We determined 5 distinct patterns of glycemic control from early adulthood into adulthood. Further evaluation into the modifiable factors associated with a declining HbA1c trajectory would aid in the development of targeted interventions.
青少年 1 型糖尿病患者的血糖控制较差;然而,这种情况通常会在成年早期得到改善。血糖控制改善的相关因素尚不清楚。
本研究旨在探讨人口统计学和临床变量如何影响血糖控制随时间的变化轨迹。
本回顾性观察研究纳入了 1775 名年龄在 18 至 30 岁之间的参与者,他们在 T1D Exchange 诊所登记处登记时接受了检查。采用潜在类别轨迹建模来确定随时间具有相似糖化血红蛋白 A1c(HbA1c)轨迹的亚组。
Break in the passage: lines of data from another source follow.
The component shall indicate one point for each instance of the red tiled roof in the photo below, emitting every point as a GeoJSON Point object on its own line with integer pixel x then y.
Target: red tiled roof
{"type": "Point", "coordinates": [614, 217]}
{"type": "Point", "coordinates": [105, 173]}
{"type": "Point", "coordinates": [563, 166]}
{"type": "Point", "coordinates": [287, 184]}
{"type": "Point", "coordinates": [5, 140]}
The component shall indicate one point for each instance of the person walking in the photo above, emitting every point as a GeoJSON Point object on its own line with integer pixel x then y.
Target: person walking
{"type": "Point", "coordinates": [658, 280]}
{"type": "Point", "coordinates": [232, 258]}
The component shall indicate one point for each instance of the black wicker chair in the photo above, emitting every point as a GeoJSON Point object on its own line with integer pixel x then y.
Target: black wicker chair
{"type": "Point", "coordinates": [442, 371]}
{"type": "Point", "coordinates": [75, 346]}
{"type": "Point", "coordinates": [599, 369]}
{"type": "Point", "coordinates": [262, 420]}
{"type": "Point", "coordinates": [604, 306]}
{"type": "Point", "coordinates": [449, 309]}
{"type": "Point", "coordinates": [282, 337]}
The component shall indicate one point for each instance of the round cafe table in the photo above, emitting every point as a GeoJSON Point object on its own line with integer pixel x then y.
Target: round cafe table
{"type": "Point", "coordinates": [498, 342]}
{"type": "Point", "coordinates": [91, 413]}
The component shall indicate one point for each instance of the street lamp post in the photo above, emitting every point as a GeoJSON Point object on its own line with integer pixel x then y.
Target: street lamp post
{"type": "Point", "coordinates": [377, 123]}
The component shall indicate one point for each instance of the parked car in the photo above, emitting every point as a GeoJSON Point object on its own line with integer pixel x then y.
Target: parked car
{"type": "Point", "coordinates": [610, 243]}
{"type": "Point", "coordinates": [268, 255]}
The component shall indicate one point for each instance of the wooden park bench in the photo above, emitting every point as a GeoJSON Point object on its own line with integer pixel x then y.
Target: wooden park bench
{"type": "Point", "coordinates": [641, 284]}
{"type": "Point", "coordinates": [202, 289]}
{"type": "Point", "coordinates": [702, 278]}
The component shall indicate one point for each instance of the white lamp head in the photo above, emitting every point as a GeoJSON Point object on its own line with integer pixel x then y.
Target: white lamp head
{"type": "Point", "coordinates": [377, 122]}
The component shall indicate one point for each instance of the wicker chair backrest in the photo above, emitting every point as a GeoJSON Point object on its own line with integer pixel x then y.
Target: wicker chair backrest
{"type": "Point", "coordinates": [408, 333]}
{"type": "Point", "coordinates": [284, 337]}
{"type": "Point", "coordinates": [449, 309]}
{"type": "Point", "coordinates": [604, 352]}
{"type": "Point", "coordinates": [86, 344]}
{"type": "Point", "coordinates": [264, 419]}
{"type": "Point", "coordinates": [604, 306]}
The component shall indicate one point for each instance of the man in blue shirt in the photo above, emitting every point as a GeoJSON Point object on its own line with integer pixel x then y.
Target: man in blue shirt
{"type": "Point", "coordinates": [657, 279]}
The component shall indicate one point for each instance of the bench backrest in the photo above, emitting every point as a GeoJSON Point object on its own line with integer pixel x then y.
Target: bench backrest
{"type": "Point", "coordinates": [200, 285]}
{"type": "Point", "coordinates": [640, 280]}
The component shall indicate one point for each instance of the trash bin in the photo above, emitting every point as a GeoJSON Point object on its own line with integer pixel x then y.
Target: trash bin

确定了 5 种不同的 HbA1c 类别轨迹:“低下降”和“中下降”组的 HbA1c 较低或中等,呈逐渐下降趋势;“高稳定”组的 HbA1c 较高且保持稳定;“非常高快速下降”和“非常高缓慢下降”组的 HbA1c 非常高,呈快速或逐渐下降趋势。与“高稳定”组相比,“低下降”和“中下降”组更可能为男性(P=0.009)、白种非西班牙裔(P=0.02)、不吸烟者(P<0.001)、更频繁地检查自我监测血糖(SMBG)(P<0.001)、且受教育程度更高(P<0.001)、体重指数更低(P=0.02)、每日胰岛素剂量更低(P<0.001)。与“非常高快速下降”和“非常高缓慢下降”组相比,“低下降”和“中下降”组更可能为男性(P=0.02)、受教育程度更高(P<0.001)、使用胰岛素泵(P=0.01)、不吸烟(P<0.001)、以及在登记时每天进行更多的 SMBG 检查(P<0.001)。
我们从成年早期确定了 5 种不同的血糖控制模式。进一步评估与 HbA1c 下降轨迹相关的可改变因素,将有助于制定有针对性的干预措施。